Posted 11/01/2022  |  Back

Dr. Reid Parsons is an associate professor in the Earth and Geographic Sciences department here at Fitchburg State. 

Reid was born and raised in the rugged desert of northwestern Colorado in a region most known for cattle ranching, oil drilling and coal mining. Both of Reid's parents taught at Colorado Northwestern Community College in Rangely, CO; his mother in mathematics and his father in astronomy and physics. As a young child Reid enjoyed outdoor experiences and traveling such as hiking through Dinosaur National Monument in Utah, whitewater rafting through towering canyons such as Lodore, camping, and visiting family in upstate New York. 
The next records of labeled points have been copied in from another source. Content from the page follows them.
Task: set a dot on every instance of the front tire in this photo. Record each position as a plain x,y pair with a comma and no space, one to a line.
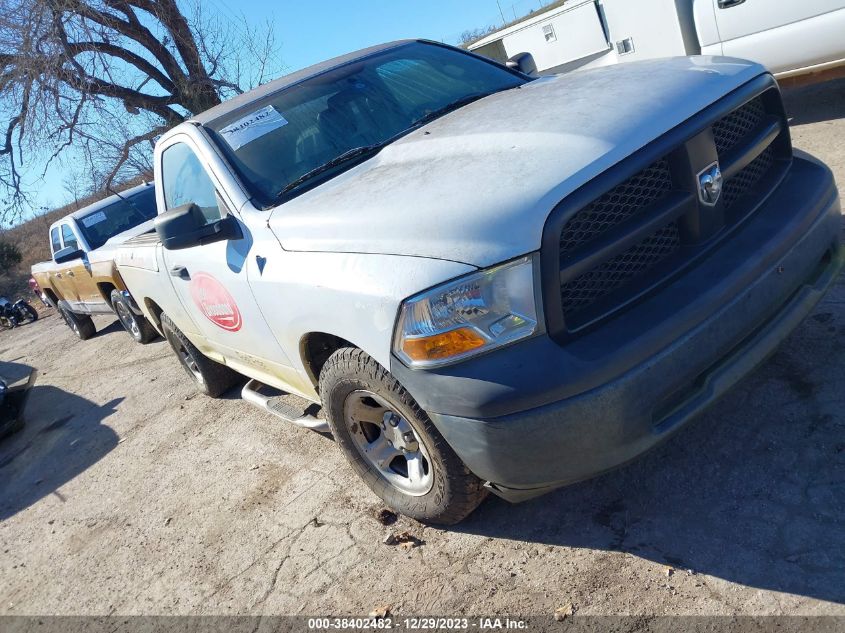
210,377
391,442
80,325
29,313
136,326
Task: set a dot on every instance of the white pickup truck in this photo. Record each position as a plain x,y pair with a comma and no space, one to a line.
479,281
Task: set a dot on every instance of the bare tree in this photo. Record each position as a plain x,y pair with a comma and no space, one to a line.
106,77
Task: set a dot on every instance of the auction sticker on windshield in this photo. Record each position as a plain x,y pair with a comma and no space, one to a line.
253,126
215,302
94,218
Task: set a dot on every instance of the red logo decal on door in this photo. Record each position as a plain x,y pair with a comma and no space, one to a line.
215,302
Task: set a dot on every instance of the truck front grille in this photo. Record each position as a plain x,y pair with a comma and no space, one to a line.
733,128
746,179
638,260
619,204
647,225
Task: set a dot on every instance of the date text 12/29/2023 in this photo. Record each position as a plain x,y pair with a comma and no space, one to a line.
418,623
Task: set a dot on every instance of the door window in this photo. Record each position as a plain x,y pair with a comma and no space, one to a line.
68,237
55,241
185,181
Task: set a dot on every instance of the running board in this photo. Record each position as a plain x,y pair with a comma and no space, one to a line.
285,406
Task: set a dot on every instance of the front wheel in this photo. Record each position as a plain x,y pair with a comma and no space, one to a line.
27,312
81,325
136,326
391,442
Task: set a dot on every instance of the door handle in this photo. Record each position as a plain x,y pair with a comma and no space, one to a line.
181,272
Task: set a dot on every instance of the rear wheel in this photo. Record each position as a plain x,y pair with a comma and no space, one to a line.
391,442
81,325
210,377
27,312
137,326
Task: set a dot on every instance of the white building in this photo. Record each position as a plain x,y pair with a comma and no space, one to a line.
790,37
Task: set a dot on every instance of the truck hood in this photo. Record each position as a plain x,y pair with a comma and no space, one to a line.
477,185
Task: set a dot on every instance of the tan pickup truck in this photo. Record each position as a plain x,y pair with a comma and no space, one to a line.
81,279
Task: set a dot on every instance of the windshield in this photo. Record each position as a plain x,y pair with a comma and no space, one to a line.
103,224
276,141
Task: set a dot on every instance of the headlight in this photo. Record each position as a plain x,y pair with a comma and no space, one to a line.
467,316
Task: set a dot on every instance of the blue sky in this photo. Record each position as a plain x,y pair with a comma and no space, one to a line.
311,32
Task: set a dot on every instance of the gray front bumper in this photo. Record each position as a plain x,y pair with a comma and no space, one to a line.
530,450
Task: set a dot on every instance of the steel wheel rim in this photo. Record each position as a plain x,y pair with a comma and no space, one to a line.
388,443
127,319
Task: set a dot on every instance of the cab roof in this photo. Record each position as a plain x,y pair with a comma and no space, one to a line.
227,107
105,202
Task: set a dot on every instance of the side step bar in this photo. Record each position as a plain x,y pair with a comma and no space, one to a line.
285,406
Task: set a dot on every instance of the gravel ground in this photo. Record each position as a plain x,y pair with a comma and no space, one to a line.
127,494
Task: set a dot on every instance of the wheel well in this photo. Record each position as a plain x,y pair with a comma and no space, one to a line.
155,311
105,290
315,349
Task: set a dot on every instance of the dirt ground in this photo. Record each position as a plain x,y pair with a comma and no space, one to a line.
127,494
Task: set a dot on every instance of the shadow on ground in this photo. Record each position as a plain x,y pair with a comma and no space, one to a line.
752,492
111,328
63,435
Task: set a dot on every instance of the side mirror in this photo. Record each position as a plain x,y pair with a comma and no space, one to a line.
524,63
186,226
68,254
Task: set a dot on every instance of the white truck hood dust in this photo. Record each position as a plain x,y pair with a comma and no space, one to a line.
477,185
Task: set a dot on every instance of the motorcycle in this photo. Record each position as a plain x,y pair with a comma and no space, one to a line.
17,313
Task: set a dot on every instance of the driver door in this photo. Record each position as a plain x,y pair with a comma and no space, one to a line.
211,279
62,276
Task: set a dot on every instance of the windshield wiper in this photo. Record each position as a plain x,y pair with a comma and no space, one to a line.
460,103
345,157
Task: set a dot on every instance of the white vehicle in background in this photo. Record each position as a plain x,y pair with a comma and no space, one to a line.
788,37
477,280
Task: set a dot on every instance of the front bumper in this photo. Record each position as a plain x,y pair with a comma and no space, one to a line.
537,415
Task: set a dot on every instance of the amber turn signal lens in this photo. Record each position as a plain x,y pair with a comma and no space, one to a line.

An affinity for the outdoors and the natural sciences led Dr. Parsons to major in Science of Earth Systems at Cornell University in New York where he received his B.S. in 2005. Among the highlights of his time as an undergraduate, was a semester spent on the Big Island of Hawai'i studying the variety of climates, ecosystems, and Earth processes present there. In addition, Reid spent a summer studying how magma moves through Earth's mantle in an experimental lab at the University of Minnesota (home of the golden gophers).

At the end of his time at Cornell, a course on Climate Dynamics concluded with a comparison between climate on the Earth with the climate of the planets Mars and Venus. The prospect of studying and comparing the geologic histories of other planets to that of the Earth was, and continues to be, fascinating to Reid - motivating him to pursue a PhD in Planetary Science from the University of California, Santa Cruz (home of the banana slugs).  His PhD thesis addressed the formation of geologically young features on Mars formed by water or ice which provide evidence for different climate conditions in the past.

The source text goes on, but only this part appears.